Here, WebDriver represents a class; you can just as easily do this for built-in Clojure data structures by implementing print-method for the appropriate class (The Joy of Clojure features a print-method for clojure.lang.PersistentQueue which has no nice representation by default). The o above is the actual object you're dealing with and w is a writer (required by these kinds of print functions).

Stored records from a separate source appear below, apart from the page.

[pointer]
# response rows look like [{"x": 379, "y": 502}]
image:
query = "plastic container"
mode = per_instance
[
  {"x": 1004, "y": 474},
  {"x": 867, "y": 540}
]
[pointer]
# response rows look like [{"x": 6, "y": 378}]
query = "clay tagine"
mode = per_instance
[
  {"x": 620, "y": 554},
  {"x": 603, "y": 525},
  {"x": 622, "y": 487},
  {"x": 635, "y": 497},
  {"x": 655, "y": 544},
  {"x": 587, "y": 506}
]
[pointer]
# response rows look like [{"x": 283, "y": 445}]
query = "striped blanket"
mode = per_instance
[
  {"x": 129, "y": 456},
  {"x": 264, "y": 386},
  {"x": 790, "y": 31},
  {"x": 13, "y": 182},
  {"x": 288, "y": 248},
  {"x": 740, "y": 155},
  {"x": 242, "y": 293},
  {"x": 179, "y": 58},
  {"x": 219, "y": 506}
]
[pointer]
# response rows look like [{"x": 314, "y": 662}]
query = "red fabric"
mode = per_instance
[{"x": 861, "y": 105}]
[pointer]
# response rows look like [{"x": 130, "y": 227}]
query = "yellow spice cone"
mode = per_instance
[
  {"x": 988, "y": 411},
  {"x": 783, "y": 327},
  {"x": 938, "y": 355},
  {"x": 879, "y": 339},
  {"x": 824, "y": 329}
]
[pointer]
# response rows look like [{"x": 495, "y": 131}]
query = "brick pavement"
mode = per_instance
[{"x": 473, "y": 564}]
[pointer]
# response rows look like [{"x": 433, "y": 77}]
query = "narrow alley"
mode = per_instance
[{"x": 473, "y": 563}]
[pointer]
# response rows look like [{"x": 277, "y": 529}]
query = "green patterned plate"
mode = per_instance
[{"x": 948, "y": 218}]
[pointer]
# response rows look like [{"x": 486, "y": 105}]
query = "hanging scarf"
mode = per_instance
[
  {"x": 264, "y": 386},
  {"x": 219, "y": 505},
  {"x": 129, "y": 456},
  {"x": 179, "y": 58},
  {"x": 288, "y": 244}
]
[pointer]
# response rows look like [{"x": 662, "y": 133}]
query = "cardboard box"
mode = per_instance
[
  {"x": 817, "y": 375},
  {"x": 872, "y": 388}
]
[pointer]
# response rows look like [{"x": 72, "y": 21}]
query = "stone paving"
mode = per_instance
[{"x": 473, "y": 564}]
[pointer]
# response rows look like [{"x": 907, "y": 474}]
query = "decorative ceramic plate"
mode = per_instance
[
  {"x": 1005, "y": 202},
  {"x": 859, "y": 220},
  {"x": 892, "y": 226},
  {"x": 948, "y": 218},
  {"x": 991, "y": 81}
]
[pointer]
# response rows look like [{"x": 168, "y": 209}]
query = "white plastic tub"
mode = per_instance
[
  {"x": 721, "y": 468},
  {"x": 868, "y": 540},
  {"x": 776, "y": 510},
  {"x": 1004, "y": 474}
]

AFAIK, there's no simple way of doing this, though you can use reify or proxy to implement clojure.lang.IFn - which really just amounts to wrapping your function object in another object.

(def my-fn
  (let [f (fn [a] (println a))] 
     (reify clojure.lang.IFn
        (toString [this] "bla")
        (invoke [this a] (f a)))))


#'user/my-fn
user> my-fn
#<user$fn$reify__2903 bla>
user> (my-fn 2)
2
nil
user> (.toString my-fn)
"bla"
user> (str my-fn)
"bla"


I don't think there's anything you can do about this: there's no way to ensure that your functions implement toString() differently without diving in and re-engineering the internals of Clojure.

However I think you can work around this problem quite easily - I'd suggest wrapping your functions within another class that you control (e.g. as defined through defrecord) before passing to Java code - then you will be able to provide your own custom toString() method, as well as get all the other advantages of using a record.